- Born: 1946 (age 79–80) Los Angeles, California, United States
- Genres: Pop rock
- Occupation: Singer-songwriter
- Instrument: Singing
- Years active: 1973–1978
- Labels: Asylum, Elektra

= Karen Alexander (singer) =

American singer-songwriter

Karen Alexander (born 1946) is an American singer-songwriter who had some success in the 1970s.

==Early life==
Alexander was born in Los Angeles, California, and grew up in one of the suburbs of Hollywood. Her father had a psychoanalytic practice in Beverly Hills.

== Career ==
In 1965, she married Esfandiar Bahrampour, an Iranian architect and moved to Tehran. While Karen was living in Tehran she travelled back to the U.S., now and then. On one of these trips she bought a guitar and started writing songs. As a first step in her singing career she started to sing in clubs. Although it was not done for women to sing in Iran, she continued to write songs there, and sent her tapes to America. She obtained a record contract in the early seventies, and before she recorded her first album she appeared as a backing vocalist on albums by Maria Muldaur and Wendy Waldman. Her first album was Isn't It Always Love (1975). She wrote all the songs herself, except for the title song, which was written by Karla Bonoff. Her songs had an up-tempo rhythm and entertaining lyrics.

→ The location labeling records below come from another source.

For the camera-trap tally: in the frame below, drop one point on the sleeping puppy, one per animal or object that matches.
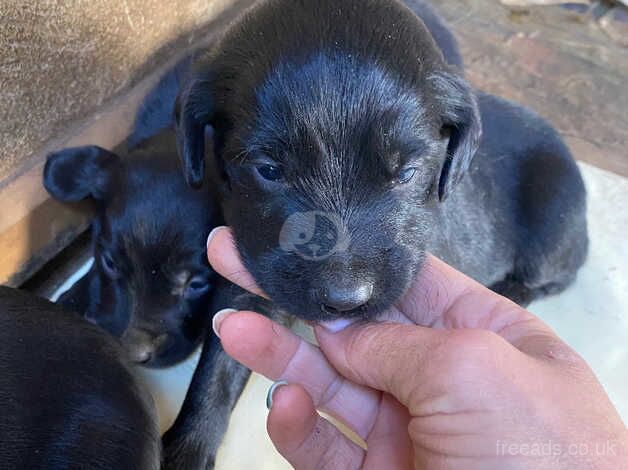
(345, 145)
(68, 398)
(150, 284)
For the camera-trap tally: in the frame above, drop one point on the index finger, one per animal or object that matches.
(223, 256)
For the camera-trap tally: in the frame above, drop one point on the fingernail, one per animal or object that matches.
(219, 317)
(271, 391)
(213, 232)
(336, 326)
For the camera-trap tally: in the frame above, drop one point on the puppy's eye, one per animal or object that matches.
(196, 288)
(109, 266)
(406, 175)
(270, 172)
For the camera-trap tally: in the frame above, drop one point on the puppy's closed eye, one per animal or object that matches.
(109, 265)
(196, 288)
(270, 172)
(406, 175)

Three years later she recorded her second and final album, Voyager. This album had a more melancholic atmosphere, and the tempo of most songs was slower than on her first album.

In Tehran she had a job at CBS Records, but as the Iranian Revolution progressed the CBS office in Tehran closed, and Alexander lost her job. Although by that time many foreigners were already leaving the country, Karen and her husband decided to stay. Eventually, the situation became too dangerous and she fled with her family in 1979. In America they moved first to Portland, Oregon, and later to Palo Alto, California.

==Discography==
- Isn't It Always Love (1975, Asylum)
- Voyager (1978, Elektra)

==Cover versions==
The song "A Little Bit More" from her first album was covered by The Chenille Sisters and by Julie Covington.

==Sources==
- Bahrampour, Tara (1994) To see and see again: a life in Iran and America. New York: Farrar, Straus and Giroux.